- Born: August 7, 1961 (age 65) Rockledge, Florida, United States
- Education: Florida State University
- Occupation: Actress
- Years active: 1983–2012
- Spouse(s): Tyrone Power Jr. ​ ​(m. 1995; div. 2003)​ Lennie Loftin ​(m. 2009)​
- Children: 1

= DeLane Matthews =

American actress (born 1961)

DeLane Matthews (born August 7, 1961) is an American actress. She is best known for her role as Beth Barry in the CBS television sitcom Dave's World from 1993 to 1997.

==Life and career==
DeLane Matthews was raised in northern Florida. She moved to Manhattan after being hired to join the Kennedy Center/Juilliard School Acting Company. Acting in theater productions, she appeared Off-Broadway in City Boys at the Jewish Rep, and Pieces of Eight at The Public Theater. She also performed in The Cradle Will Rock, The Merry Wives of Windsor, and Pericles, and toured in The Bat, Grease and I Oughta Be in Pictures.

===Television===
Following daytime television work in Guiding Light in New York City, Matthews transitioned into primetime television on the Peter Boyle ABC comedy series Joe Bash (1986), playing the part of the streetwalker Lorna. It was cancelled after six episodes. In 1988, she went to star with Scott Bakula and Patricia Richardson in the one season of the CBS sitcom Eisenhower and Lutz. She and Richardson both moved on to star on the NBC sitcom FM (1989-1990), along with Robert Hays, and in 1992 landed a leading role on the ABC sitcom Laurie Hill. In 1993, Matthews landed a female leading role opposite Harry Anderson in the CBS sitcom Dave's World; the series ran to 1997. In 1995, Matthews rejoined Bakula in a starring role on the two part miniseries The Invaders; the two had also worked together when she was guest star in the 1992 episode "Roberto!" of his series Quantum Leap.
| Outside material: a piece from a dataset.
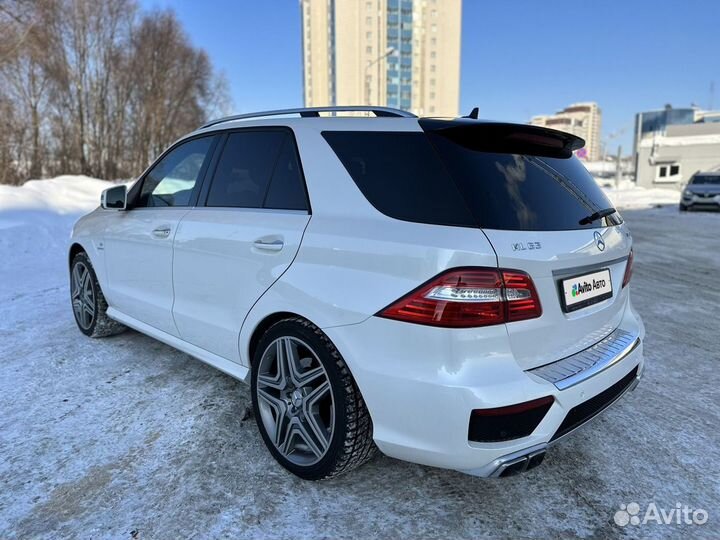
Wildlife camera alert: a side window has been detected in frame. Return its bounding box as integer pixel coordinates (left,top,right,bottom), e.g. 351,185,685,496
207,131,287,208
135,137,213,207
263,134,308,210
Matthews guest-starred in a number of television series, including Murphy Brown, From the Earth to the Moon, Diagnosis: Murder, Strong Medicine, Cold Case, Nip/Tuck, Castle and well as recurred on The Shield and Saving Grace. In 2001, she joined the cast of ABC soap opera General Hospital playing Janine Matthews. She was regular cast member from October 29, 2001, to June 5, 2003.